If you have put Power BI files into GIT in and Azure Repos, then over time with a lot of changes the repos will become very large and bloated as GIT keeps the history of all changes.
In this case we took a repos from 57.6GB to 3.42 GB.
Here are the 9 steps to compress the Azure repos if this does get out of control.
Step by Step Cleaning Azure Repos
1. Check Permissions on Azure Repos
Part of the process needs to re-write history and you need to be in a group in Azure repos which has been specifically granted thta permission (as below) in the repos permissions on portal.
2. Download BFG cleaner Tools
Your going to need the following tools which I downloaded to S:\apps\BFG on a dev server
- Java (JRE) Installed from https://www.java.com/en/download/
- Copy exe for git-sizer into s:\apps\bfg from https://github.com/github/git-sizer/releases
- download the Java BFG repo cleaner into S:\apps\bfg.
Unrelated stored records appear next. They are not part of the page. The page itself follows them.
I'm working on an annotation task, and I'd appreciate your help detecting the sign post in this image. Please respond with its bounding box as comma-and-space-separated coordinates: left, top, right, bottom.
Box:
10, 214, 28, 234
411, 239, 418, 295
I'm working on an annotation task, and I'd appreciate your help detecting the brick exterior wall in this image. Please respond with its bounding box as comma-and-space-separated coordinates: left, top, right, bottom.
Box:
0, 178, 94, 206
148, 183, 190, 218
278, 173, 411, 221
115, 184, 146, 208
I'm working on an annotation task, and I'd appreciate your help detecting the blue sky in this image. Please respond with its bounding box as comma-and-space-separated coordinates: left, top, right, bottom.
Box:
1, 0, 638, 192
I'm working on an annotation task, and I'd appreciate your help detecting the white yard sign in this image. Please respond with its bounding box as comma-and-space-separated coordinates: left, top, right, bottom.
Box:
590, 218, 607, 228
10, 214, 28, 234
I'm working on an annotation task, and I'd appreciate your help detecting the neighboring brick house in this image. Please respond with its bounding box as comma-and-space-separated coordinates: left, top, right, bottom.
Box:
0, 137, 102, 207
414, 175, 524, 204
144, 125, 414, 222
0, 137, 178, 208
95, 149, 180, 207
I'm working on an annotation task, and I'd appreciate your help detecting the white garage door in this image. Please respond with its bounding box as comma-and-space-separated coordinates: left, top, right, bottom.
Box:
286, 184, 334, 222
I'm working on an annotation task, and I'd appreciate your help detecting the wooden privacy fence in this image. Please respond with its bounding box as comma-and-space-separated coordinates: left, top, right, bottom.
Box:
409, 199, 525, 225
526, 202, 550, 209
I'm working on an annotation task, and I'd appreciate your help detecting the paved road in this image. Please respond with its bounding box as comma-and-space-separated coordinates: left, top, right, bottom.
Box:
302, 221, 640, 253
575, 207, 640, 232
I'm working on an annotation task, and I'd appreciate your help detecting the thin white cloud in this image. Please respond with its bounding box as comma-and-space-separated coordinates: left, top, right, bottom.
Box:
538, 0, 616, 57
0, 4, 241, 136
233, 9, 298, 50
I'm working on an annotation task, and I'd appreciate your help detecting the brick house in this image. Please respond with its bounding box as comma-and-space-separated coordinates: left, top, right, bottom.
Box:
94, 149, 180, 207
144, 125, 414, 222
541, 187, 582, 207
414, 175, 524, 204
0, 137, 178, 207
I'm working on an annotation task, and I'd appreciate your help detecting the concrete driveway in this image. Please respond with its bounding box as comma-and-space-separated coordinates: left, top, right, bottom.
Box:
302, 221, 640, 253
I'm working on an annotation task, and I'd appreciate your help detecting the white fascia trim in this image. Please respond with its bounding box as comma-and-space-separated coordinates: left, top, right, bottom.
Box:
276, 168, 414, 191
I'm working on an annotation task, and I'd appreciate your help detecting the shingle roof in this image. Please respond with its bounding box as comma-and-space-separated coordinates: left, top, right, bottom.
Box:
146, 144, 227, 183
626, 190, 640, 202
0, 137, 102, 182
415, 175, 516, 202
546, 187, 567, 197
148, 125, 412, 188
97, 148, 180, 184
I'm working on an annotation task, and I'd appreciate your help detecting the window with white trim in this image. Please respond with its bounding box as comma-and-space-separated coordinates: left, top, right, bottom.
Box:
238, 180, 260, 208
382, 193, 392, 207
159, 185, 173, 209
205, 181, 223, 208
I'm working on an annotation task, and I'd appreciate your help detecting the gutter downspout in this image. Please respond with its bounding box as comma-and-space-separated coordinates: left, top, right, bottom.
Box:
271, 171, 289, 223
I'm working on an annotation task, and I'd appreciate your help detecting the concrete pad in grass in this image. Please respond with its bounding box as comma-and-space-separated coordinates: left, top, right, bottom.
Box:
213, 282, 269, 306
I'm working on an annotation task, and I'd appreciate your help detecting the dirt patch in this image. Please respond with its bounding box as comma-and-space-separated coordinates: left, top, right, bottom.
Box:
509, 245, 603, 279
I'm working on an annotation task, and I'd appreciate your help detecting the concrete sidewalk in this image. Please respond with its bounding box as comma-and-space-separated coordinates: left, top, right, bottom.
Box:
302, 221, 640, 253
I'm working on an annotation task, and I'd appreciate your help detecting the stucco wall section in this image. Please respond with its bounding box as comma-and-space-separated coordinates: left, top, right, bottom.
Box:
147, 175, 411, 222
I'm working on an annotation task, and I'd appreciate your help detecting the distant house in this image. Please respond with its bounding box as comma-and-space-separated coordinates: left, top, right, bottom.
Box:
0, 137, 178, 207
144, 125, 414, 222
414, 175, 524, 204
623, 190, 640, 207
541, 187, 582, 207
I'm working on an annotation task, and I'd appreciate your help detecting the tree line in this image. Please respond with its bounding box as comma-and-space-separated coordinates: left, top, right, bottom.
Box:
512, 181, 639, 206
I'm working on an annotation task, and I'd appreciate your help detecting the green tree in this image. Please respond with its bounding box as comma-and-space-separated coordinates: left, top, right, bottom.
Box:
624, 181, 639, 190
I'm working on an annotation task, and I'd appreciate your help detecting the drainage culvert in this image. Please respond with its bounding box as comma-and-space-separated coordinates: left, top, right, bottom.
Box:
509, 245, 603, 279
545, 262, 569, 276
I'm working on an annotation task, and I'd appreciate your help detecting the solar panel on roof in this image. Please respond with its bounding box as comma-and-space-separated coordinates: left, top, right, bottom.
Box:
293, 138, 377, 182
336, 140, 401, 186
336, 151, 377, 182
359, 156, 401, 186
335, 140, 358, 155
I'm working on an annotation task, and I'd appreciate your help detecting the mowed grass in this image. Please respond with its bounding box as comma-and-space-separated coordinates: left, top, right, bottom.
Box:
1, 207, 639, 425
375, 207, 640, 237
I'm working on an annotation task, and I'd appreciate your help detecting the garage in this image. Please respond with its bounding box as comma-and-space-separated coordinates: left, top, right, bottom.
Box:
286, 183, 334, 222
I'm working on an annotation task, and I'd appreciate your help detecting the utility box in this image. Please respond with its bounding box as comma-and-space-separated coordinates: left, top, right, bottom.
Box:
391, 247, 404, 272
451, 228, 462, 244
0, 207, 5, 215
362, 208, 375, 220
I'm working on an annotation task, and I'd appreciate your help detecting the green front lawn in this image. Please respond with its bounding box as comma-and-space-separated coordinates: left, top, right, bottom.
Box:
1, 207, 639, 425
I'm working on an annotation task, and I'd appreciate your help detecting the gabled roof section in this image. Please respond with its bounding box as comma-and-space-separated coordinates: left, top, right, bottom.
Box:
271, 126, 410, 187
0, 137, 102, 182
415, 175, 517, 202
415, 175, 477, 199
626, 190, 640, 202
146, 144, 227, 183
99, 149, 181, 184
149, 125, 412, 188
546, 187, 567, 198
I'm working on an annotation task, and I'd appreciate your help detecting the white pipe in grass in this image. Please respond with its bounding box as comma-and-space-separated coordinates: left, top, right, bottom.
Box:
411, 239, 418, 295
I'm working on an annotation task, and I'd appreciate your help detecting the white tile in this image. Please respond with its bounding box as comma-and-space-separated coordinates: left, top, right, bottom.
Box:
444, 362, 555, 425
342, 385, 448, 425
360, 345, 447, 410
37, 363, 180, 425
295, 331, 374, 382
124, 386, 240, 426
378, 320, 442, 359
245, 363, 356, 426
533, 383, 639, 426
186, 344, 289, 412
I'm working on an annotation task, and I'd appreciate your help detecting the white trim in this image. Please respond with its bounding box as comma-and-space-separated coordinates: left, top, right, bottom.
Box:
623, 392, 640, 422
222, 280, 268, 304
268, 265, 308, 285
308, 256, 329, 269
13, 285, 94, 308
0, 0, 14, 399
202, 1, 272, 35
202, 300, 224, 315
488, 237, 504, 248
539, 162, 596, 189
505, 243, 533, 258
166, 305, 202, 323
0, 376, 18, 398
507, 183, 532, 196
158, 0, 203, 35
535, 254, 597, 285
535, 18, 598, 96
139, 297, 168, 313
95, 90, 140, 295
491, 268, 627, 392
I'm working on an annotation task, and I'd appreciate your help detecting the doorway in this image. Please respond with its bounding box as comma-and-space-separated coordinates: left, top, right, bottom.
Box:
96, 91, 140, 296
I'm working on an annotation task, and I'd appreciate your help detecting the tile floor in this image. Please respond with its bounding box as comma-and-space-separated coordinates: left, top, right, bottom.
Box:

In my case I renamed it to bfg.jar to make it simpler to call
3. Ensure you have latest pull of code
Clone the azure Repos and make sure you have latest copy
4. Check the Size of the Repos
Using the git-sizer exe we can check thje starting size. In my case it was an impressive 57.6 GB. with one file at 608 MB (an old PowerBI model not even used anymore)
5. Use BFG to re-write history on all files > 1 MB
The BFG repos cleaner is documented here . At the most basic level you can pick a size and delete history for all files greater than target size.
Note: the BFG will still keep your most “current” version. so work in progress and production code should not be affected. This is just history.
java -jar s:\apps\bfg\bfg.jar --strip-blobs-bigger-than 1M
6. Prune old files from repos
This may take a while. It was 30 mins on a 16 core Azure server (and about 3 mins on my desktop with an i9 and NVME SSD)
git reflog expire --expire=now --all && git gc --prune=now –-aggressive
7. Re-check Size of Azure Repos
Re-run the git-sizer.exe tool. In this case, size went down to 3.42 GB from 57.6 GB. Quite a saving!
8. Do a Forced push into azure repos
So far, the cleaning and pruning is just in the local repos, so we can now push that into the Azure repos with a command below
git push --force
9. Get all developers to do a pull
When developers next do a pull, it will take a good while (30-60 mins for me) as the local GIT repose does a pack and compress to shrink the local repos size.
With so much pruning and re-compressing of the local GIT repos, it may be faster to just delete the local repos and do a fresh clone which can just be a few minutes.
git pull –force git reflog expire --expire=now --all && git gc --prune=now –-aggressive
Optionally you can reset the local repos back to head in azure repos with below. In some cases we ran into merge issues and had to do this.
git reset --hard origin/master git pull -–force git reflog expire --expire=now --all && git gc --prune=now –-aggressive
What’s next and Lessons Learned ?
One thing to bear in mind is that as commits happen the bloated size will just come back. so this maintenance may now be a regular thing. I’m looking into see if we can configure say Large File support for Azure repos using an external blob store for Power BI Files. I’m not 100% sure if its compatible yet. Still googling and asking asround to see if anyone else has done it!
Another lesson learned is when working on an enterprise project of which Power BI is just one small part, we may configure a seperate repos just for Power BI. This will make visual studio projects much slimmer and CI/CD faster, while also allowing maintennce to focus on just the PowerBI repos.